Ce changement se voit autant dans le B2B que dans les rayons alimentaires, où la multiplication des signes brouille parfois la lecture. Selon l’INAO, la clarté devient un enjeu central, tandis que selon l’Ilec, la profusion des logos entretient une confusion durable, ce qui prépare le terrain pour une lecture plus exigeante des labels.

A retenir :


  • Crédibilité renforcée par preuves mesurables
  • Labels utiles, mais choix stratégique
  • Risque de confusion avec les signes commerciaux
  • Normes, audits et traçabilité au cœur
  • Réforme européenne favorable à la lisibilité

Pourquoi la réforme des labels change les règles du jeu

Le premier effet de la réforme tient à un déplacement net des attentes. Là où la communication suffisait parfois, les parties prenantes réclament désormais des éléments vérifiables, comparables et suivis dans le temps. Pour une PME comme pour un grand groupe, ce passage à la preuve modifie le rapport au label et aux normes associées.

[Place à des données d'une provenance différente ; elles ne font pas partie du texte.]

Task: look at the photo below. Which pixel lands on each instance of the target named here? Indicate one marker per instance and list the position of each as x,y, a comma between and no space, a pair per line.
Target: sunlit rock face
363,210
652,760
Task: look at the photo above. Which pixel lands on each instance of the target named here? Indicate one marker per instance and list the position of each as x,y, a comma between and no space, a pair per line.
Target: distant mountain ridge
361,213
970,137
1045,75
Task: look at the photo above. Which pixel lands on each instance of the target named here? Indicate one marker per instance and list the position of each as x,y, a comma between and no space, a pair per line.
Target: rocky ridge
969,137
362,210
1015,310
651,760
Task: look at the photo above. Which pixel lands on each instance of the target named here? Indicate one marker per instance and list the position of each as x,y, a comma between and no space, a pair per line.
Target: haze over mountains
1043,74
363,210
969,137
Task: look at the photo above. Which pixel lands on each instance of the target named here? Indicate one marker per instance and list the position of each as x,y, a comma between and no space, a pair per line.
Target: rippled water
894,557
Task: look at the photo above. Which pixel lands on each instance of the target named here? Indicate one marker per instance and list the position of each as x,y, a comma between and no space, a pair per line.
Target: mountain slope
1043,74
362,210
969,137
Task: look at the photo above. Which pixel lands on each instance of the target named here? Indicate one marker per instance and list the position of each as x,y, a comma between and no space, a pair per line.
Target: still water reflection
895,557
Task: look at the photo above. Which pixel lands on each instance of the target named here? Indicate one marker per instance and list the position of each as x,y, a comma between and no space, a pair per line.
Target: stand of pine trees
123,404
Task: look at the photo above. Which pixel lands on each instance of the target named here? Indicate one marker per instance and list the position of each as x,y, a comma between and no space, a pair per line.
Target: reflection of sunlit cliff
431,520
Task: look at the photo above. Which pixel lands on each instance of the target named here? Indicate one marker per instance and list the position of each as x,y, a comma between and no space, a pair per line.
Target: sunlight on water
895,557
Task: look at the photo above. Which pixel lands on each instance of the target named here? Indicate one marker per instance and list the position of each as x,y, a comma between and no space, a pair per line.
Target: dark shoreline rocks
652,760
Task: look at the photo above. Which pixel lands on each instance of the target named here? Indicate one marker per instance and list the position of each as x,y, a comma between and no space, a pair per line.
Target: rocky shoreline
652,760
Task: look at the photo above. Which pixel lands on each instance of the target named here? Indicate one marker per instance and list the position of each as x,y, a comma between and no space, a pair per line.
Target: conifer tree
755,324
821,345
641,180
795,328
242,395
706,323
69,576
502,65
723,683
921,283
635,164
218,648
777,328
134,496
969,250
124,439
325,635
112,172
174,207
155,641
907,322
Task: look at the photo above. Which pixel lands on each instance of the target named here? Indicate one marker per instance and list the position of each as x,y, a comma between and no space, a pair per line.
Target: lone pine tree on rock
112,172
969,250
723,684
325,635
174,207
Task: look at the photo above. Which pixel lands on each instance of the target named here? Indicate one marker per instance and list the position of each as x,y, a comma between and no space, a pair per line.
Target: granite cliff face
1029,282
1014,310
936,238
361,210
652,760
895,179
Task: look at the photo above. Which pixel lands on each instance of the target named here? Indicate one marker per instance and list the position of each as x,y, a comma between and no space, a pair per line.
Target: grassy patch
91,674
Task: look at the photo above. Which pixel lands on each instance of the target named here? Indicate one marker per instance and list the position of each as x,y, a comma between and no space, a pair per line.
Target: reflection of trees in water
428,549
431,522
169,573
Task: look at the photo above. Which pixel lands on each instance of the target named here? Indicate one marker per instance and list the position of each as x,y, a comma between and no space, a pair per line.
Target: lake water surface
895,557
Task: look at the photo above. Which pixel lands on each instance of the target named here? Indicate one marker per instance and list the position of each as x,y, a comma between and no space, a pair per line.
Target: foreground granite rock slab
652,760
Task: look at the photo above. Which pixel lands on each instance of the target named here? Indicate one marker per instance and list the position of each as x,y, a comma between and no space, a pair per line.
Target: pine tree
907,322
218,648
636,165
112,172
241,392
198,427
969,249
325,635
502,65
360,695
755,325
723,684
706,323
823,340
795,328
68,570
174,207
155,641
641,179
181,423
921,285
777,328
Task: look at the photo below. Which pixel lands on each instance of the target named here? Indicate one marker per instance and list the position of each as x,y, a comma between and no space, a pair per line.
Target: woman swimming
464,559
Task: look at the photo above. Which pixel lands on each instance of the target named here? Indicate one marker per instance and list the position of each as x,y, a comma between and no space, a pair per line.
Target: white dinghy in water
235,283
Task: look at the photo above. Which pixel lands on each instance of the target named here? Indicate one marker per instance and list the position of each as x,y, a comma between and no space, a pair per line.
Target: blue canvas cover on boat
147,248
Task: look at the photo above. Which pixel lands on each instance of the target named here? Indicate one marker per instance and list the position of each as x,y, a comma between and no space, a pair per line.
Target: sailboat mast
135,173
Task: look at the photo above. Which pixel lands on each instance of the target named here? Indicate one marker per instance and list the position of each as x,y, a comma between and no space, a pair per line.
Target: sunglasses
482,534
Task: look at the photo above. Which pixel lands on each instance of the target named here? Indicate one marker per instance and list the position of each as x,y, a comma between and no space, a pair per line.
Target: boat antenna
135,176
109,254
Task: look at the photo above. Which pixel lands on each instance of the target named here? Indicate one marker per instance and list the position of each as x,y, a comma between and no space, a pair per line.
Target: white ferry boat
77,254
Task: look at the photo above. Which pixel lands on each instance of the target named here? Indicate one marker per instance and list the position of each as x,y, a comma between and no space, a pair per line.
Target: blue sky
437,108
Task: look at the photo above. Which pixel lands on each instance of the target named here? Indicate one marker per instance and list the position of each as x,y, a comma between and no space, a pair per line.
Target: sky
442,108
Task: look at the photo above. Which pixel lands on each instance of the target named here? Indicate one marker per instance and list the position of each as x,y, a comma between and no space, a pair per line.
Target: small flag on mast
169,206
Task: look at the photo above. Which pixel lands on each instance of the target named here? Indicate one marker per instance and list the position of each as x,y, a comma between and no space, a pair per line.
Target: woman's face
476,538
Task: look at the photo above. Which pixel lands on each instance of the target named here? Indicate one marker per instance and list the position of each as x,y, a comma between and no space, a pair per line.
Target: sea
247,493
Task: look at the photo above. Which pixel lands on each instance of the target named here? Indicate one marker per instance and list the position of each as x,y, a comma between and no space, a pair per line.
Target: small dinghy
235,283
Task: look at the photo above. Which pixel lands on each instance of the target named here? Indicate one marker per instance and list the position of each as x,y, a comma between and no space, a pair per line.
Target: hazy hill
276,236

Selon la dynamique décrite par la directive européenne EmpCo, les allégations générales seront davantage encadrées, ce qui réduit l’espace des formules vagues. Ce resserrement répond à une réalité simple : le greenwashing et le social washing ont abîmé la confiance, et la certification devient un filtre plus crédible que le discours.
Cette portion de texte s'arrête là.